As the income gap continues to grow in the U.S., knowing how to choose the right types of bank accounts can have a lasting impact on your ability to build wealth.
We know there are certain strategies and habits people need to build wealth like budgeting, having multiple streams of income, investing, retirement accounts, real estate and entrepreneurship but there are also different types of bank accounts that can assist in wealth building.
The importance of a bank account goes far beyond convenience. Your ability to build wealth starts with basic banking knowledge and choosing the right types of bank accounts.
Types of Bank Accounts
There are several types of bank accounts that can serve your financial needs. Depending on your goals, putting money in the best account will help you to maximize returns on your money, minimize fees and manage personal finances.
You will find the below types of bank accounts at most banks and credit unions:
1. Checking Accounts
Checking accounts are designed for daily transactions like check deposits, withdrawals and bill payment. That’s why checking accounts are considered transactional accounts. The basic theory behind a checking account is that money is deposited with the intention to spending it rather than saving money.
A checking account will come with paper checks and a debit card for a more convenient way to spend. Unlike other accounts, most checking accounts don’t pay interest. Monthly free checking accounts are your best option to retain money. There’s no reason to pay a monthly fee to use your money.
2. Savings Accounts
A savings account is designed to save your money. They are the safest place to stash emergency cash. Money you put into a savings account will earn interest and grow over time. That’s why it’s more beneficial to keep your unneeded funds in a savings account rather than a checking account. But make sure it’s a high interest savings account. The current national savings interest rate is around 0.05 percent — that’s a miniscule amount.
The best place stash your cash is in a high-yield savings account that pays compound interest. Savings accounts that pay compound interest will grow your money faster. Money earns compound interest when the interest earned is added to the original deposit each time it’s calculated. Online savings accounts pay the most interest and charge the lowest fees like the CIT Savings Builder Account that earns 0.40% APY compound interest.
3. Money Market Accounts
Money market accounts are a type of mix between a checking and savings account. Money market accounts typically require a minimum balance ranging from $5,000 to $10,000 be maintained to earn interest and avoid monthly fees.

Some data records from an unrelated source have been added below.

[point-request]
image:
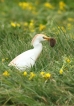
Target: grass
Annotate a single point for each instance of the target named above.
(18, 25)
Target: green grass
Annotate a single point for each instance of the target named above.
(16, 89)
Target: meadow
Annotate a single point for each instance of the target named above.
(51, 81)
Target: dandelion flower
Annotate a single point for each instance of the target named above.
(32, 75)
(5, 73)
(13, 24)
(25, 73)
(3, 60)
(42, 27)
(62, 5)
(47, 76)
(48, 5)
(61, 71)
(68, 60)
(42, 73)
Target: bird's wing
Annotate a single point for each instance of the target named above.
(24, 58)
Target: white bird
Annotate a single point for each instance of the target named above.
(27, 59)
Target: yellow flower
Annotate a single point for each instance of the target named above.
(13, 24)
(63, 29)
(42, 73)
(5, 73)
(61, 71)
(47, 76)
(32, 75)
(17, 24)
(59, 12)
(48, 5)
(26, 5)
(3, 60)
(25, 23)
(68, 60)
(71, 19)
(25, 73)
(69, 26)
(62, 5)
(42, 27)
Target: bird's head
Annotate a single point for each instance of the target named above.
(41, 37)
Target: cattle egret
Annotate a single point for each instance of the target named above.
(27, 59)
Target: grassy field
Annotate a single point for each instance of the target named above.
(51, 81)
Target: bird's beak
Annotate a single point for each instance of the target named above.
(46, 38)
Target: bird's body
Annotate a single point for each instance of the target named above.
(27, 59)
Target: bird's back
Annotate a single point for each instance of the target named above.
(24, 60)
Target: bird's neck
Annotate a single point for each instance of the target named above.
(38, 49)
(38, 45)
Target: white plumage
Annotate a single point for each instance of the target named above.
(27, 59)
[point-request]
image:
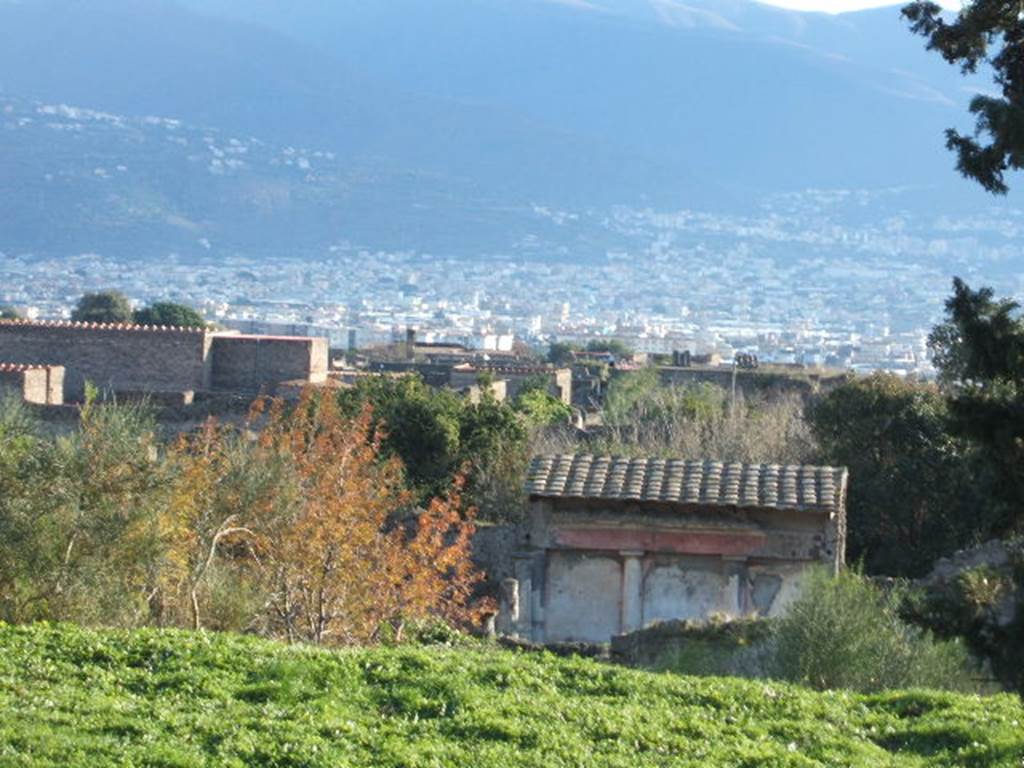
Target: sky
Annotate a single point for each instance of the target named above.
(841, 6)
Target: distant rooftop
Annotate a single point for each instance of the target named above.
(99, 326)
(688, 482)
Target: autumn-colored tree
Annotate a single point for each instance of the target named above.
(355, 559)
(227, 489)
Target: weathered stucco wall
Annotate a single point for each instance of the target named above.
(600, 568)
(584, 597)
(114, 357)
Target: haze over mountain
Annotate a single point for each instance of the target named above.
(450, 124)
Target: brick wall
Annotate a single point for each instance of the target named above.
(116, 357)
(254, 364)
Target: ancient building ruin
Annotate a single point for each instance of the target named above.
(612, 545)
(145, 359)
(40, 385)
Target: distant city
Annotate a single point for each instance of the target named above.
(865, 313)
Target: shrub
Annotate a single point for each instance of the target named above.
(844, 632)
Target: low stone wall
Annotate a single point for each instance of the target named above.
(40, 385)
(259, 364)
(711, 647)
(494, 547)
(115, 357)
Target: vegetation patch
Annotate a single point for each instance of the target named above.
(79, 697)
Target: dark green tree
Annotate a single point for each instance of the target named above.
(916, 493)
(610, 346)
(104, 306)
(169, 313)
(980, 353)
(986, 33)
(542, 409)
(562, 352)
(434, 431)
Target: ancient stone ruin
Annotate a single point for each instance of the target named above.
(612, 545)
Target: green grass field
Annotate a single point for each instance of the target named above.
(77, 697)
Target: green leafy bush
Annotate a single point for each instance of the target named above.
(844, 632)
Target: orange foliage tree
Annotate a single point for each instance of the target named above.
(336, 543)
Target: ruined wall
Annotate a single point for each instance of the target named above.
(612, 566)
(559, 380)
(259, 364)
(38, 385)
(115, 357)
(583, 600)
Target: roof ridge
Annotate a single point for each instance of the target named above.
(20, 367)
(78, 325)
(688, 481)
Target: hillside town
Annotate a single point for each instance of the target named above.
(878, 316)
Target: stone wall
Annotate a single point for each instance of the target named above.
(259, 364)
(589, 569)
(115, 357)
(41, 385)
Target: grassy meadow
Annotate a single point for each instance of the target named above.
(71, 696)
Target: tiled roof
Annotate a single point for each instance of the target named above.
(18, 368)
(688, 481)
(100, 326)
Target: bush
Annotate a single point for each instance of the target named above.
(844, 632)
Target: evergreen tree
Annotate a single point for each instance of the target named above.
(104, 306)
(989, 33)
(981, 355)
(169, 313)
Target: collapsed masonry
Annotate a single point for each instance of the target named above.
(172, 363)
(40, 385)
(612, 545)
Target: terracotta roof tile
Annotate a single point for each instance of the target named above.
(688, 481)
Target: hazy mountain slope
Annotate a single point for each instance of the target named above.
(155, 57)
(748, 93)
(75, 180)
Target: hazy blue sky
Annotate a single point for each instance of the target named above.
(839, 6)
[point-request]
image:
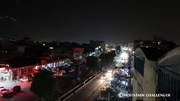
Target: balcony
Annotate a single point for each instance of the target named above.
(168, 83)
(139, 64)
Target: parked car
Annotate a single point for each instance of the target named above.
(16, 89)
(58, 74)
(3, 91)
(24, 79)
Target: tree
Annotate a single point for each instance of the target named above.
(93, 62)
(43, 84)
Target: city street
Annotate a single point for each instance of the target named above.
(91, 90)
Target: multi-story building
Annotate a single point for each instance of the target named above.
(155, 75)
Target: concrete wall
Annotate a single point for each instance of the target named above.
(149, 80)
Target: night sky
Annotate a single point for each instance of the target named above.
(84, 20)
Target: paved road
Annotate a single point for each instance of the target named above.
(89, 91)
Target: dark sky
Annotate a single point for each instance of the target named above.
(77, 20)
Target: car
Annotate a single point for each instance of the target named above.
(24, 79)
(16, 89)
(103, 77)
(63, 71)
(3, 91)
(58, 74)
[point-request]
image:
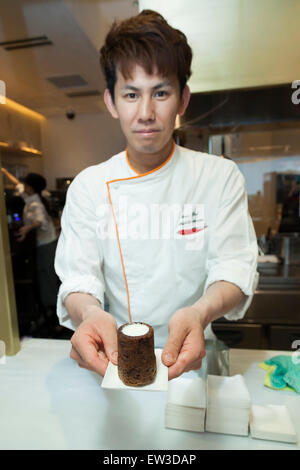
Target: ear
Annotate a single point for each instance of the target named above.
(185, 99)
(110, 104)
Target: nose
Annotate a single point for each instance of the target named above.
(146, 111)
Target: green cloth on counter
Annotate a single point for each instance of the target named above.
(283, 373)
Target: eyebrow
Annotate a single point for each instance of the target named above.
(156, 87)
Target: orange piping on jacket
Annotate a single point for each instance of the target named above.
(115, 220)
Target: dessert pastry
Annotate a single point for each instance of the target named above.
(136, 357)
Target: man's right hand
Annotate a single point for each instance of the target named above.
(94, 343)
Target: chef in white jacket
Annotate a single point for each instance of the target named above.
(158, 232)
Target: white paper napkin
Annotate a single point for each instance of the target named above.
(187, 392)
(186, 402)
(112, 380)
(272, 422)
(230, 391)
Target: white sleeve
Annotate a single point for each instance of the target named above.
(78, 259)
(233, 250)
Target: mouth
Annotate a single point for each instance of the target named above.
(147, 132)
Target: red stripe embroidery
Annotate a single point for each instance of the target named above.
(191, 230)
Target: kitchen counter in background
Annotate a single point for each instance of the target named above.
(273, 319)
(48, 402)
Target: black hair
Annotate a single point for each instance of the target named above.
(38, 183)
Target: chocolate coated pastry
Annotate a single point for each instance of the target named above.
(136, 357)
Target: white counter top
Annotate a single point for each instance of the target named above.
(48, 402)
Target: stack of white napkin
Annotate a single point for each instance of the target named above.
(272, 422)
(228, 405)
(186, 403)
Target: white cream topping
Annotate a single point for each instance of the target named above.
(135, 329)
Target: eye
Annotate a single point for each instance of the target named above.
(161, 94)
(131, 96)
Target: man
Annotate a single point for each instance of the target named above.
(204, 268)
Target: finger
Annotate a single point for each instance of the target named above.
(110, 341)
(173, 345)
(87, 355)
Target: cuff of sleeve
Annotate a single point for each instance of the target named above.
(246, 281)
(86, 285)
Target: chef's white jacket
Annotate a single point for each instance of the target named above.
(152, 243)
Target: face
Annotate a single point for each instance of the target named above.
(28, 189)
(147, 106)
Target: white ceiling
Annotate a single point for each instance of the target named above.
(236, 44)
(77, 29)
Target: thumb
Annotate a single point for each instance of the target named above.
(173, 344)
(110, 342)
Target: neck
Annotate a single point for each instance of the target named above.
(144, 162)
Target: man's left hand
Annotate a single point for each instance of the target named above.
(185, 347)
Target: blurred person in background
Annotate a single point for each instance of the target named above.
(36, 217)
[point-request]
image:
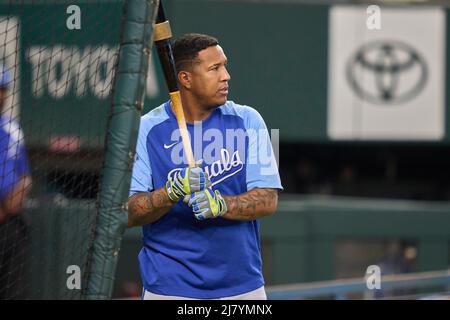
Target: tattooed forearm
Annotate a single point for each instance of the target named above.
(251, 205)
(147, 207)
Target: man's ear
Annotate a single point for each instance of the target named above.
(184, 78)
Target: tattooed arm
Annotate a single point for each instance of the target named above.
(251, 205)
(147, 207)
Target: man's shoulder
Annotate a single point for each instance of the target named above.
(154, 117)
(248, 114)
(243, 111)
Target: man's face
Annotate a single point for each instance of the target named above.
(209, 81)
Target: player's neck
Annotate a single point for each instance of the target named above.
(193, 110)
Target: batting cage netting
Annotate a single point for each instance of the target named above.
(69, 117)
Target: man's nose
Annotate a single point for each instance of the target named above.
(226, 75)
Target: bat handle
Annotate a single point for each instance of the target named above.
(178, 109)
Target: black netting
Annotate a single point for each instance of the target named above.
(55, 97)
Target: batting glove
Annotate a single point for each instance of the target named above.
(185, 182)
(206, 204)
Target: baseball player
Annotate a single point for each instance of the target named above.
(15, 182)
(200, 229)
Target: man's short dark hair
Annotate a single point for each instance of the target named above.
(186, 48)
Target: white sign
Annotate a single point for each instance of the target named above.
(386, 84)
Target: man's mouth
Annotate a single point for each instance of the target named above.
(224, 90)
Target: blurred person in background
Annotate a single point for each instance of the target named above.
(15, 183)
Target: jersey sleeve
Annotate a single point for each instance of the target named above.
(262, 168)
(15, 163)
(141, 178)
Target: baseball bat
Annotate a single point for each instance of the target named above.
(162, 35)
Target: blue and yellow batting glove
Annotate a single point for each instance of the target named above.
(186, 181)
(206, 204)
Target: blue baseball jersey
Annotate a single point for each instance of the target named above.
(13, 160)
(214, 258)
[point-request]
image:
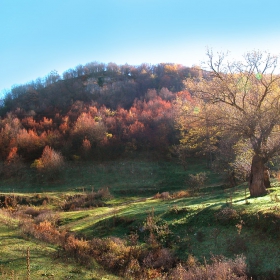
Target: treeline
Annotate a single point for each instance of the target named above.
(95, 111)
(107, 84)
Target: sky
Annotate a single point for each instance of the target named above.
(39, 36)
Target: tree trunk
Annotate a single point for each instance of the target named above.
(256, 180)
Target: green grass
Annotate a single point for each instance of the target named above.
(196, 230)
(43, 261)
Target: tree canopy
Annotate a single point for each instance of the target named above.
(244, 97)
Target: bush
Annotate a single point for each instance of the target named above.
(227, 215)
(221, 268)
(50, 164)
(197, 181)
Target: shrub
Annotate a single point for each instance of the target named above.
(197, 181)
(220, 268)
(50, 163)
(227, 215)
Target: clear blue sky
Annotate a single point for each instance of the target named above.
(38, 36)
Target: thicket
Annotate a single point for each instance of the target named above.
(150, 258)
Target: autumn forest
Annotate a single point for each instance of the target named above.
(144, 172)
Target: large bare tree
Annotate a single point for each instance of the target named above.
(246, 98)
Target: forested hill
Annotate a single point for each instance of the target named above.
(93, 111)
(110, 84)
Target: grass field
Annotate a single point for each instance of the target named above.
(214, 221)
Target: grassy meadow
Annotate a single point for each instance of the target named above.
(121, 198)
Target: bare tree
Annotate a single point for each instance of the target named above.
(246, 96)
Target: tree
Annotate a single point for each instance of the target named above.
(194, 120)
(246, 98)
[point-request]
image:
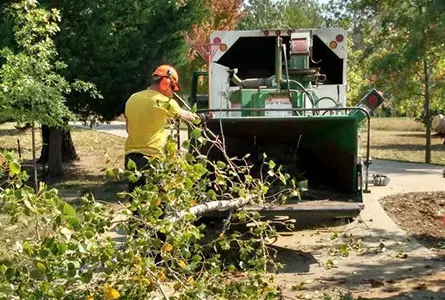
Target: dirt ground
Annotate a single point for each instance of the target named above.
(344, 262)
(422, 215)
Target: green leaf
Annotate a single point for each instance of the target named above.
(59, 291)
(89, 234)
(10, 274)
(40, 267)
(86, 277)
(67, 233)
(14, 168)
(68, 210)
(221, 165)
(43, 253)
(131, 165)
(194, 108)
(196, 133)
(35, 274)
(75, 223)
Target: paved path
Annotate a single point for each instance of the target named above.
(306, 252)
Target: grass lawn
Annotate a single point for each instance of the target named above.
(404, 146)
(402, 139)
(82, 176)
(388, 141)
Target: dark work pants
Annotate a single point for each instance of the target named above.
(141, 164)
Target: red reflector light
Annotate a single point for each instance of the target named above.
(373, 101)
(339, 38)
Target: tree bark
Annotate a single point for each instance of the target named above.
(34, 161)
(55, 153)
(68, 150)
(201, 209)
(427, 112)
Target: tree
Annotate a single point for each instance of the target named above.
(263, 14)
(303, 14)
(223, 15)
(31, 87)
(405, 48)
(116, 45)
(72, 256)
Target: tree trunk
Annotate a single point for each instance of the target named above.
(44, 152)
(34, 161)
(68, 150)
(427, 112)
(212, 206)
(55, 153)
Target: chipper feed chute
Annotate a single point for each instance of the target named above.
(283, 94)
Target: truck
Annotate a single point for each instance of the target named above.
(282, 92)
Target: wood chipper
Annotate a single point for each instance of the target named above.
(283, 93)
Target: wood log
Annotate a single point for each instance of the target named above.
(223, 205)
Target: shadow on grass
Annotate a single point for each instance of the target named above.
(12, 132)
(415, 294)
(408, 147)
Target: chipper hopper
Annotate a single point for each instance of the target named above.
(283, 93)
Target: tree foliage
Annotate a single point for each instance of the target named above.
(165, 252)
(223, 15)
(31, 87)
(268, 14)
(118, 44)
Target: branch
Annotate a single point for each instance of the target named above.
(223, 205)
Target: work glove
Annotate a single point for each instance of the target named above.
(204, 117)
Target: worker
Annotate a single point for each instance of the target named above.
(146, 115)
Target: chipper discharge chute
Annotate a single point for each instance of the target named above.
(282, 93)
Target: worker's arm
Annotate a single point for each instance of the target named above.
(188, 115)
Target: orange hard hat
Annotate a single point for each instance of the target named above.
(169, 72)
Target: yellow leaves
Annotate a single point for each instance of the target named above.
(182, 264)
(161, 276)
(167, 248)
(177, 286)
(110, 293)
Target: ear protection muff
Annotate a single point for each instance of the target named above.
(164, 84)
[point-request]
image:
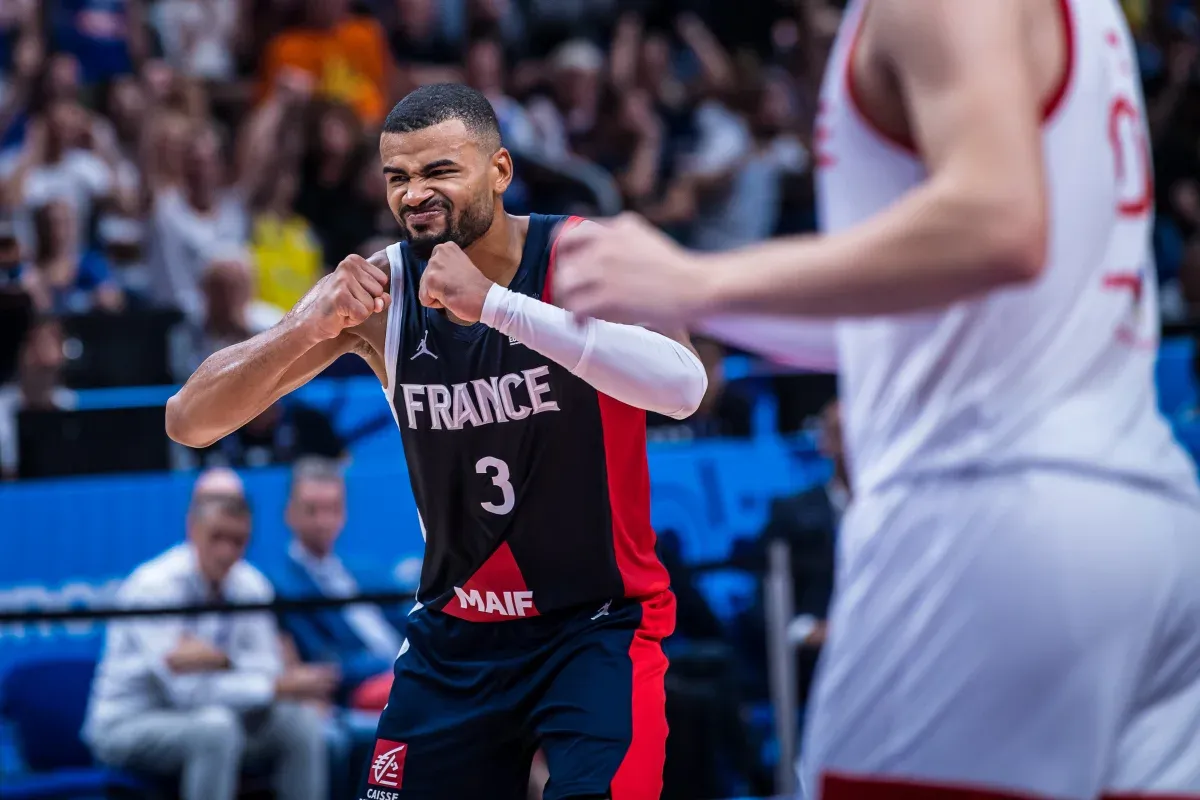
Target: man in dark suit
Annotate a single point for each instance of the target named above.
(363, 639)
(808, 522)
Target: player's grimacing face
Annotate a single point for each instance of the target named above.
(442, 185)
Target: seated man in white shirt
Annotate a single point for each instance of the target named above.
(363, 639)
(205, 696)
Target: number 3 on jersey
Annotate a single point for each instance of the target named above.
(501, 479)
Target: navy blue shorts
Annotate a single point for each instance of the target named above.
(472, 702)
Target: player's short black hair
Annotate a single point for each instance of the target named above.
(442, 102)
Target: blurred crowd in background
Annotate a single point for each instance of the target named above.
(175, 174)
(191, 167)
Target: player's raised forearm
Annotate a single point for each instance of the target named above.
(630, 364)
(802, 343)
(237, 384)
(936, 246)
(240, 382)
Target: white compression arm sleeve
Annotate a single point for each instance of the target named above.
(803, 343)
(629, 364)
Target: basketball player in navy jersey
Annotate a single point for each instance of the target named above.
(543, 606)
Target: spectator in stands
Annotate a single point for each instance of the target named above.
(329, 197)
(486, 72)
(210, 210)
(231, 313)
(363, 639)
(16, 305)
(67, 278)
(22, 48)
(198, 36)
(39, 388)
(421, 44)
(119, 136)
(286, 252)
(203, 696)
(346, 56)
(569, 113)
(107, 36)
(57, 162)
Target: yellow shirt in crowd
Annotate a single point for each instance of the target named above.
(348, 62)
(287, 259)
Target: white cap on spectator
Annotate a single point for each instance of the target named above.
(226, 253)
(577, 54)
(120, 230)
(219, 480)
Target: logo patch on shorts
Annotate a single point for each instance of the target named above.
(388, 763)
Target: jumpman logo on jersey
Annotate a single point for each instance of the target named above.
(424, 348)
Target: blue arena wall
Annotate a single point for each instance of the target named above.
(70, 542)
(67, 543)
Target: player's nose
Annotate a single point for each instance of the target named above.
(417, 194)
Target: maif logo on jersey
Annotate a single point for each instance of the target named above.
(388, 764)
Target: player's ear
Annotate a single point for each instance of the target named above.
(502, 166)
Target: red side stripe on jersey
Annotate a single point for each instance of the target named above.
(629, 477)
(640, 775)
(496, 593)
(547, 288)
(629, 498)
(1049, 108)
(1068, 46)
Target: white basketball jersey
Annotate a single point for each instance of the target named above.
(1059, 372)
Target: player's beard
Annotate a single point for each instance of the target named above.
(463, 228)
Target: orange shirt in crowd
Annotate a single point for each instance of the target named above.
(348, 62)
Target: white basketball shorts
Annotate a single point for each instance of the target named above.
(1033, 633)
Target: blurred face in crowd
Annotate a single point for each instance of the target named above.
(219, 529)
(41, 358)
(444, 184)
(283, 188)
(203, 167)
(577, 86)
(655, 59)
(66, 122)
(55, 228)
(317, 513)
(337, 132)
(485, 66)
(774, 112)
(226, 284)
(61, 77)
(126, 106)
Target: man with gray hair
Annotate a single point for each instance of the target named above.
(202, 696)
(361, 638)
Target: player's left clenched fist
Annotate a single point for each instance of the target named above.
(453, 282)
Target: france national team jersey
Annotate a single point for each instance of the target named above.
(533, 487)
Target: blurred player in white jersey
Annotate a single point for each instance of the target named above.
(1018, 608)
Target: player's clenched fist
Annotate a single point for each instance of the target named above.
(453, 282)
(627, 271)
(345, 299)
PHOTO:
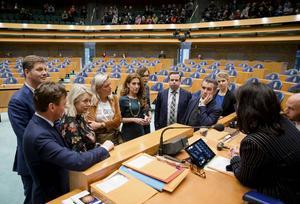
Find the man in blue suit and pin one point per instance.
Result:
(202, 110)
(171, 103)
(21, 110)
(47, 155)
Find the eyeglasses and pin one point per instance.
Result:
(198, 171)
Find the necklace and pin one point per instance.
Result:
(130, 108)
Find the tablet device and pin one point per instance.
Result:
(200, 153)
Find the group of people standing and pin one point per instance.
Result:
(57, 132)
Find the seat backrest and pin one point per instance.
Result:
(157, 86)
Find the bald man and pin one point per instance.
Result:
(292, 109)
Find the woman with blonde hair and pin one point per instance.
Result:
(224, 97)
(132, 104)
(104, 114)
(74, 128)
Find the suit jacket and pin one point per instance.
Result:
(49, 159)
(228, 103)
(207, 116)
(161, 107)
(271, 163)
(20, 111)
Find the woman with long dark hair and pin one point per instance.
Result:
(269, 156)
(132, 105)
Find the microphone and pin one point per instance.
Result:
(221, 144)
(177, 144)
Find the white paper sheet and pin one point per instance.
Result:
(140, 162)
(112, 183)
(219, 164)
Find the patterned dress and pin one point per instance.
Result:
(77, 133)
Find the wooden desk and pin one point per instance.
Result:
(216, 188)
(148, 143)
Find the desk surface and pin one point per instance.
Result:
(216, 188)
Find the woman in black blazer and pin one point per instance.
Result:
(224, 96)
(269, 156)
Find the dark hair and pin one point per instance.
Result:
(46, 93)
(171, 73)
(211, 81)
(140, 94)
(30, 60)
(258, 109)
(141, 71)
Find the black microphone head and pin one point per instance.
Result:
(219, 127)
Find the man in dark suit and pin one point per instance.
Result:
(203, 110)
(20, 111)
(171, 103)
(47, 155)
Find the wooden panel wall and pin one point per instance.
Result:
(283, 52)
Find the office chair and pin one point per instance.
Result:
(275, 84)
(272, 76)
(157, 87)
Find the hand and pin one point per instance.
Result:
(207, 99)
(95, 125)
(108, 145)
(234, 151)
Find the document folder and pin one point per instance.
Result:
(154, 168)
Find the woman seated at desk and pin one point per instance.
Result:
(74, 128)
(269, 158)
(104, 114)
(132, 104)
(224, 96)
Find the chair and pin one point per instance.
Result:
(258, 66)
(213, 67)
(248, 69)
(252, 80)
(291, 72)
(180, 65)
(272, 76)
(114, 70)
(79, 80)
(157, 87)
(153, 77)
(115, 75)
(195, 75)
(163, 72)
(187, 81)
(54, 69)
(279, 95)
(232, 87)
(276, 84)
(294, 89)
(174, 69)
(129, 71)
(294, 79)
(10, 80)
(212, 76)
(181, 73)
(232, 73)
(255, 197)
(187, 69)
(229, 68)
(215, 72)
(166, 80)
(103, 70)
(6, 75)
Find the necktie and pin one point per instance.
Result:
(172, 108)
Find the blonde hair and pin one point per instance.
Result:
(98, 80)
(74, 95)
(222, 75)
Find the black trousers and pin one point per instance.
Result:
(27, 185)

Money market accounts generally earn more interest than either a basic savings or checking account but combines features of both. Most money market accounts come with checks and a debit card but may limit you to a certain amount of withdrawals each month without a fee. CIT Bank Money Market Account currently earns 0.45% APY and only requires a $25 opening deposit.
4. Certificate of Deposit (CD)
A CD account allows you to save money at a set interest rate, for a specific amount of time although it’s different than a savings account. With a CD account you don’t have access to the money you’re saving period which may actually work better for some savers.
CDs pay higher often earn higher interest than savings account because you can’t touch it without forfeiting the CD and incurring fees and penalties unless you open a No-Penalty CD. The life of the certificate can last a few months to several years.
5. Individual Retirement Accounts (IRAs)
IRAs, or individual retirement accounts come in two types: a traditional IRA and a Roth IRA. Retirement accounts can make it easier save for your future. The Roth IRA is popular because the funds can be withdrawn tax-free in many situations. Others prefer traditional IRAs because these contributions are tax-deductible.
Even if you have a retirement plan at work, like a 401(k), you can manage an IRA independently of where you work.
A 401(k) is a retirement savings plan sponsored by an employer. Employees can save and invest part of their paycheck before taxes are taken out. Employers may also match the funds employees contribute, further enhancing the advantages of a 401(k) plan. Taxes are payable when the money is withdrawn.
Most banks and credit unions offer different types of bank accounts that can help grow your money. Keep in mind you can open more than one account at various banks to meet your various needs. When looking to save money long-term, online savings accounts are beneficial because they typically pay higher interest rates. Choose wisely and build a lasting banking relationship.